The thing is so illogical, so dumb, and is really nothing more than pandering to the brainless, or maybe kids with access to their parent’s debit card.
Here’s the latest version of the plea for your hard-earned dough:
Notice first the emotional supplication from behind the Thin Blue Line: we’re there for you now we need you! Well, they want your money, that’s for sure, as will become evident by the end of the letter.
But no, it’s really not about money, see, it’s about family! “Knowing we are not alone” makes all the difference. Alone? They’ve got a over a hundred members plus a completely subservient city council majority.
The cheapest and dirtiest part of this greasy swindle is tying it to helping local charities and their good works. Except that there’s no details and no information about a charitable deduction. And what kind of gullible numbskull would make a charitable donation via the cop union? I’ll answer that: someone who shouldn’t have access to cash or credit.
The recipient is told that somehow his donation will “make a difference” to “fallen heroes” although this is not explained; possibly because Fullerton’s one and only “fallen hero” fell twenty-seven years ago.

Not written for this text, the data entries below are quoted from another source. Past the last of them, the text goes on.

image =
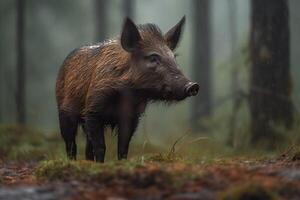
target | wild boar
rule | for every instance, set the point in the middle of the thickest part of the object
(111, 83)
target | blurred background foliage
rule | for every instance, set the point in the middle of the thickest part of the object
(53, 28)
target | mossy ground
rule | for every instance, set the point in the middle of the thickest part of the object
(201, 170)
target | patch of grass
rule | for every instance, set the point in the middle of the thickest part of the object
(131, 172)
(25, 144)
(247, 192)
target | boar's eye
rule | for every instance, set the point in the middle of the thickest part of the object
(154, 58)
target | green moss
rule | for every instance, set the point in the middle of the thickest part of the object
(25, 144)
(248, 191)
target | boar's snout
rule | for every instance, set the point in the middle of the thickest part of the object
(191, 89)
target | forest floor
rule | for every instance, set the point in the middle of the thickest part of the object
(153, 176)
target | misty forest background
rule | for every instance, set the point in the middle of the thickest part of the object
(245, 55)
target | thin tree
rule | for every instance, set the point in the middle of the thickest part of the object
(128, 7)
(270, 82)
(21, 70)
(101, 19)
(202, 59)
(232, 17)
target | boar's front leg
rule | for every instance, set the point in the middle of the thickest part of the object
(68, 127)
(126, 130)
(89, 152)
(95, 131)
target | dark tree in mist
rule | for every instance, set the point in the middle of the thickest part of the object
(232, 18)
(128, 6)
(21, 71)
(100, 10)
(270, 83)
(202, 59)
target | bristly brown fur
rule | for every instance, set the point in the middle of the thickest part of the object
(90, 73)
(111, 83)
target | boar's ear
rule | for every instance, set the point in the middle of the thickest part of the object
(173, 35)
(130, 36)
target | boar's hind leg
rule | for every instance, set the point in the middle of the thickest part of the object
(89, 152)
(68, 128)
(126, 130)
(95, 131)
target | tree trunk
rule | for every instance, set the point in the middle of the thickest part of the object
(270, 82)
(202, 60)
(234, 71)
(101, 19)
(128, 7)
(21, 70)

But the union, that pours tens of thousands of dollars into each Fullerton politcal campaign to elect lackeys on the council like Flory, Chaffee and Fitzgerald, wants you to know how much they appreciate your generosity. Give a hundred bucks and get a lapel pin! Give $250 and you can add a “toy K9” to your bric-a-brac shelf! Double down on that and you will get a “custom” plaque you may hang on your den wall – right next to the plaque with the singing rubber bass.

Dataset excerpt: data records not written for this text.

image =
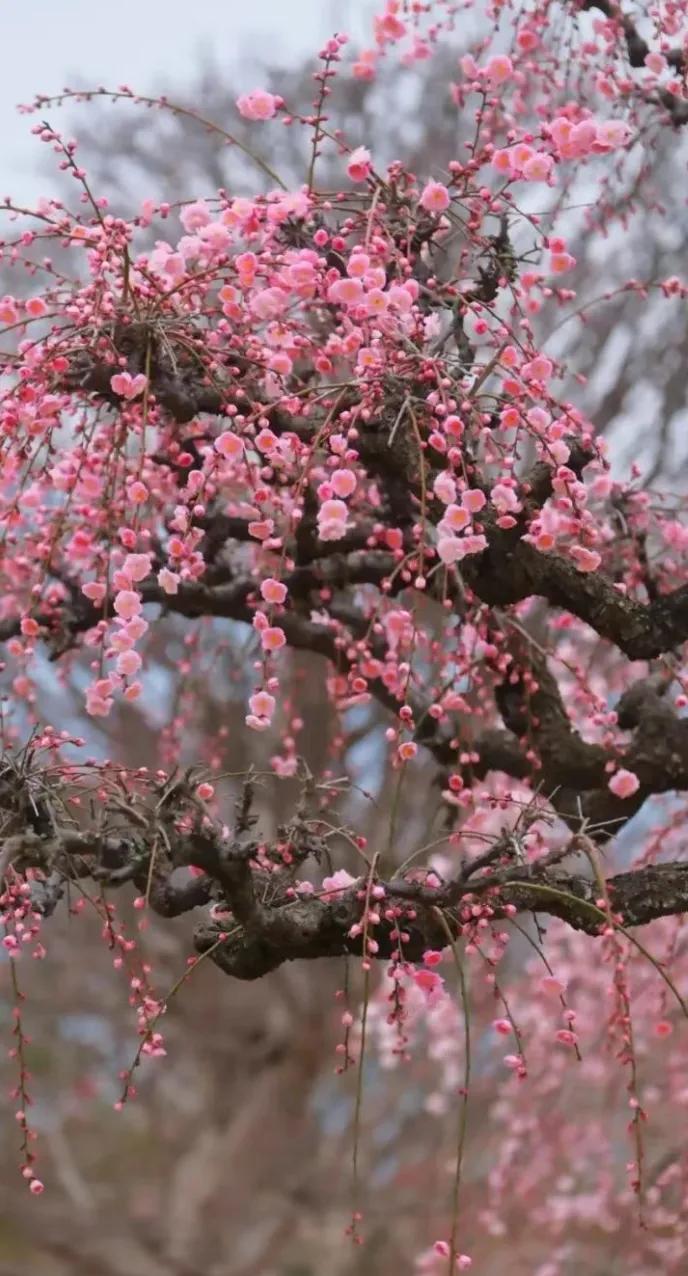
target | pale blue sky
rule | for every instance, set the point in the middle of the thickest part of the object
(49, 44)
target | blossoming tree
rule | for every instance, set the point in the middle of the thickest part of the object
(331, 421)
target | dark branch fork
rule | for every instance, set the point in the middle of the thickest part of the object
(269, 924)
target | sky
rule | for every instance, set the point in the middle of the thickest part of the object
(51, 44)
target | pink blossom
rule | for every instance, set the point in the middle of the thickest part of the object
(128, 662)
(474, 499)
(499, 69)
(273, 591)
(336, 883)
(430, 984)
(624, 784)
(258, 105)
(272, 638)
(137, 565)
(359, 163)
(435, 197)
(229, 445)
(332, 517)
(444, 488)
(95, 591)
(127, 385)
(194, 216)
(262, 704)
(127, 604)
(169, 581)
(344, 482)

For the guy with only fifty dollars to part with, you, sir, will get a decal for your car window, although Mr. Stewart assures us that it will not get you preferential treatment should you be unlucky enough to fall into the clutches of the FPD. Still you have to wonder if, maybe, former City Manager, Joe Felz wasn’t displaying a decal the nigh he jumped a Glenwood Avenue curb, ran over a tree, tried to get away and was subsequently driven home by grateful members of the FPOA.